= Richard Berthold =

American historian of ancient Greece (born 1946)

Richard Martin Berthold (born 1946) is an American classical historian, an associate professor emeritus at the University of New Mexico.
He is the author of two books on classical history and is also known for his opinions on politics and religion.

==Books==
Berthold is the author of the book Rhodes in the Hellenistic Age (Cornell University Press, 1984)
and of the self-published Dare to Struggle: The History and Society of Greece (2009).

==Education and career==
Berthold graduated from Stanford University in 1967.
He did his graduate studies at Cornell University, earning a M.A. in 1969 with the thesis The Battle at Marathon and completing his Ph.D. in 1971 with the dissertation Rhodian Foreign Affairs 205-164 B.C.. After a year as a part-time lecturer at Cornell, he joined the faculty of the University of New Mexico in 1972 as an assistant professor. In 1999 he was awarded the university's highest teaching award and celebrated by the university president as the institution's gadfly. He retired from the University of New Mexico in 2002, and though he was invited in 2006 to teach a seminar for the university's honors program, the university administration refused to allow it.

==Controversies==
On the day of September 11, 2001 terrorist attacks Berthold quipped to his Western Civilization and Greek History classes that "Anybody who blows up the Pentagon gets my vote." After a university investigation, Berthold received an official reprimand, signed a confession, and was removed from the freshman Western Civ course he had been teaching for thirty years.

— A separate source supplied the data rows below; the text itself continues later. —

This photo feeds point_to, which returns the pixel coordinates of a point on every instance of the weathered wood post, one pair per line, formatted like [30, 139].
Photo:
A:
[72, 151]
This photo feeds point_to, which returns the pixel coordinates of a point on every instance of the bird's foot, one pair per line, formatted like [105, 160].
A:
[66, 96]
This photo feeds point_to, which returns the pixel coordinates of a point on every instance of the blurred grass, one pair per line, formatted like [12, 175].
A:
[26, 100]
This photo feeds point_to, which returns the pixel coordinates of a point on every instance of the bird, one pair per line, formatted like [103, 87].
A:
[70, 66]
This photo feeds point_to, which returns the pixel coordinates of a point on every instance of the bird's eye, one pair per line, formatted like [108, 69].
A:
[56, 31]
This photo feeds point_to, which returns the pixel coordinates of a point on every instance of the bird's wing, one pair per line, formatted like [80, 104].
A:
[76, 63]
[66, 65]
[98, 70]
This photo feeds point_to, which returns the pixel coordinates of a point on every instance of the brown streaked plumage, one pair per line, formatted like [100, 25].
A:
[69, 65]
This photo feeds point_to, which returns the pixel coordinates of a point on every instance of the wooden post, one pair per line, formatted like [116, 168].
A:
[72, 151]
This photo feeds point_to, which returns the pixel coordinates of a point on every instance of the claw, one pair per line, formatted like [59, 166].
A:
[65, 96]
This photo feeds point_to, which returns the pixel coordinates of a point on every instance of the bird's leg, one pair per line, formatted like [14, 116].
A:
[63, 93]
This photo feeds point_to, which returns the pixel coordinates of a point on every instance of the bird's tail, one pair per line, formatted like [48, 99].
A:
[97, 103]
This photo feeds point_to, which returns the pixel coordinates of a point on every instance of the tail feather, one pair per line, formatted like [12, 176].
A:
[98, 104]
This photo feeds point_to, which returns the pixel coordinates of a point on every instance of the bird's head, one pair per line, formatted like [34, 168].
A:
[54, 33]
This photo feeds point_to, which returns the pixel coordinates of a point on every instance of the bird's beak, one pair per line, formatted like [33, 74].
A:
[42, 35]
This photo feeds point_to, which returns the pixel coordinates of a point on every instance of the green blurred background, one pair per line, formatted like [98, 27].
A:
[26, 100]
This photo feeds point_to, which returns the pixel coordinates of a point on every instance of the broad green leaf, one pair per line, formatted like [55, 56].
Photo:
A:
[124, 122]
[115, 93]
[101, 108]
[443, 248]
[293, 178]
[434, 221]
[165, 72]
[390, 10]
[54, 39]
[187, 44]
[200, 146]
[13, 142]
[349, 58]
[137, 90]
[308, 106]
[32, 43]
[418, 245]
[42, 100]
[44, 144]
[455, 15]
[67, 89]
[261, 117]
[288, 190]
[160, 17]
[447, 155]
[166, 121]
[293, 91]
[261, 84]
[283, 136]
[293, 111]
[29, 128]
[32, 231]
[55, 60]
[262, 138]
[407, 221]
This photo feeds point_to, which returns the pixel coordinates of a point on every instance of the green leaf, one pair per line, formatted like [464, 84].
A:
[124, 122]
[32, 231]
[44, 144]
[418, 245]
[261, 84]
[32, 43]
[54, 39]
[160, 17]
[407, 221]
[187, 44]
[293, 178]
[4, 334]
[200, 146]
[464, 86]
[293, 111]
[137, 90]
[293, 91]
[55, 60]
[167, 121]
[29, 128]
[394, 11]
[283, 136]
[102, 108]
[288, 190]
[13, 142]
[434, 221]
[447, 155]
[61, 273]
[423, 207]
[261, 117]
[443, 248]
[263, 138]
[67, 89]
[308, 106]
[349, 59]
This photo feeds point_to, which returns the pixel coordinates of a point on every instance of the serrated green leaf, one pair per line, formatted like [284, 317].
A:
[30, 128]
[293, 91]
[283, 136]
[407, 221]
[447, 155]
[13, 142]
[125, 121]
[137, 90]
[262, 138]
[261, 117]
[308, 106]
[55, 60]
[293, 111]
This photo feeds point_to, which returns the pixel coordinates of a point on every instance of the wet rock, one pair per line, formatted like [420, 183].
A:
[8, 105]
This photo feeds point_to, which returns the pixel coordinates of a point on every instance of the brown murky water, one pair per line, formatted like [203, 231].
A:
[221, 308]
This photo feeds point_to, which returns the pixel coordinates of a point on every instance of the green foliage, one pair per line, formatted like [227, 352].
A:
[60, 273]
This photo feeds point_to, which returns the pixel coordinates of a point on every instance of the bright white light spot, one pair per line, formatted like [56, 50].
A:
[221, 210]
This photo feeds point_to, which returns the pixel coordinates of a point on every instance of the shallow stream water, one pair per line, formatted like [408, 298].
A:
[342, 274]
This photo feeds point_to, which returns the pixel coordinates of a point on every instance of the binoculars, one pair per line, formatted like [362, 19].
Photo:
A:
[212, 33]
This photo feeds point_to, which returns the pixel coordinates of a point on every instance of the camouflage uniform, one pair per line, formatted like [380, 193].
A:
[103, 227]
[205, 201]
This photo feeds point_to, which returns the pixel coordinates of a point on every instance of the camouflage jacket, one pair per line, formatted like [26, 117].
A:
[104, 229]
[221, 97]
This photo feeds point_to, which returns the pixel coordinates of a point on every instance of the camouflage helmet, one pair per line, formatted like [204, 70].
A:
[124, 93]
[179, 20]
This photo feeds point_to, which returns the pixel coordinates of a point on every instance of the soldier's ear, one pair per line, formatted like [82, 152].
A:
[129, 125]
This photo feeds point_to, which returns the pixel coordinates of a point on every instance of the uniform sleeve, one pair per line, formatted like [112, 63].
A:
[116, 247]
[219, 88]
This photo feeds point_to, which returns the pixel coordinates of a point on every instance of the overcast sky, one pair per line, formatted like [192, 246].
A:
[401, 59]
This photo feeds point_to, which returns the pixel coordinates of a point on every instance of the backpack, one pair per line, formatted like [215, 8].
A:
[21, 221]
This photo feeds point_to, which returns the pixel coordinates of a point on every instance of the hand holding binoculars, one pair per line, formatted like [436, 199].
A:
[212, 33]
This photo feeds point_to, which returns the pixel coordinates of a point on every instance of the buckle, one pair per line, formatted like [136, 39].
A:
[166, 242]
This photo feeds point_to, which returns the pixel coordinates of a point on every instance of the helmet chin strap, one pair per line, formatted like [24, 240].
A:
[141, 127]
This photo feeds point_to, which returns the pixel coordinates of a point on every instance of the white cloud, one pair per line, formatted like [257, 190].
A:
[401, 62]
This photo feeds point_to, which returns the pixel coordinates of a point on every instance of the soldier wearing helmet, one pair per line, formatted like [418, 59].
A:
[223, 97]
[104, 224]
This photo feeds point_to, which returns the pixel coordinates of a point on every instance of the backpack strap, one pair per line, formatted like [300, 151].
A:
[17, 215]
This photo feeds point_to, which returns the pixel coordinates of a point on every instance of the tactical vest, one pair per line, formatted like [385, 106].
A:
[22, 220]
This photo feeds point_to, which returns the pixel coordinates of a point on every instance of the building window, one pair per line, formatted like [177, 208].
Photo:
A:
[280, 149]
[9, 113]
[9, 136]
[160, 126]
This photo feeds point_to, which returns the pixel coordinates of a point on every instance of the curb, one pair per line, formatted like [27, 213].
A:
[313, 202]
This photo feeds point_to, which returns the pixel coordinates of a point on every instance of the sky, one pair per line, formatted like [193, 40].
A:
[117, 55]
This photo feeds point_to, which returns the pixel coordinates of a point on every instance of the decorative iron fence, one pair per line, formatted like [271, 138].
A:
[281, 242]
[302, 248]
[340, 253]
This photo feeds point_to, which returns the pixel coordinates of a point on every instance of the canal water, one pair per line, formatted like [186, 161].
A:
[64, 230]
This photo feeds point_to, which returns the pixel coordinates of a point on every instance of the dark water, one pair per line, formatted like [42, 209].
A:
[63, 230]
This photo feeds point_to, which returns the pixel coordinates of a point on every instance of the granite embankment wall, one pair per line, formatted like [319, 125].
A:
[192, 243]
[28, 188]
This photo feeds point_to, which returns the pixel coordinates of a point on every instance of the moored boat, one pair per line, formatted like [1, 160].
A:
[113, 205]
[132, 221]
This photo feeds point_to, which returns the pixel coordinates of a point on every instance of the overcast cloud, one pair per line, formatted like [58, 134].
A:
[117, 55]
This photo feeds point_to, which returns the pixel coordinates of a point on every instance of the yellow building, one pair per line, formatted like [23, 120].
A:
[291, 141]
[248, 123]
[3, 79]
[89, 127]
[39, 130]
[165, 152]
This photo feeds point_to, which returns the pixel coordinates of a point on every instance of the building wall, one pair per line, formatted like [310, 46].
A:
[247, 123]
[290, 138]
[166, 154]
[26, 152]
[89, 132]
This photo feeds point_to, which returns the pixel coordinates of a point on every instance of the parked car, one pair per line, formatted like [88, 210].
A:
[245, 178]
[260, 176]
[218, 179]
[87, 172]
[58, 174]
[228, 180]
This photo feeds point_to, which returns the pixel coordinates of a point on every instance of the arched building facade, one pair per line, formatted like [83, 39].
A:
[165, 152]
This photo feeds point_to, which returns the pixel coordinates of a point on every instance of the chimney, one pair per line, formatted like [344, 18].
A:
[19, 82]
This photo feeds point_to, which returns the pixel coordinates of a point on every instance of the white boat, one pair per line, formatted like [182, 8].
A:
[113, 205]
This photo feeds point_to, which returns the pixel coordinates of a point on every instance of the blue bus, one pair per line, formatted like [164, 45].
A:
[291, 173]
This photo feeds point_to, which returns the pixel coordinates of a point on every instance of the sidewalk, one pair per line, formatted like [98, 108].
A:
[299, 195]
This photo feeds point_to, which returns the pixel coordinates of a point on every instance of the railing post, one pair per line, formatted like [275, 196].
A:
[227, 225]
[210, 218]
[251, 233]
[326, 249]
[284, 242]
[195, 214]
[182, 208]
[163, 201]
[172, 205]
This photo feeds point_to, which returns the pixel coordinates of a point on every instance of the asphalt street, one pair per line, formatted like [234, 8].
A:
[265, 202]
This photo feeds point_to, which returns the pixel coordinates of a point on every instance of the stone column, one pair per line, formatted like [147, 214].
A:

The semester after the official reprimand and teaching sanctions took effect, Berthold took early retirement when the History Department suddenly denied him the graduate Teaching Assistants traditionally associated with large classes.

In 2005 he was barred from a local religious conference center after presenting archaeological research contradicting the biblical story of the Exodus.
He drew renewed media attention in 2018 for using Nazi insignia to protest the policies of the Republican Party.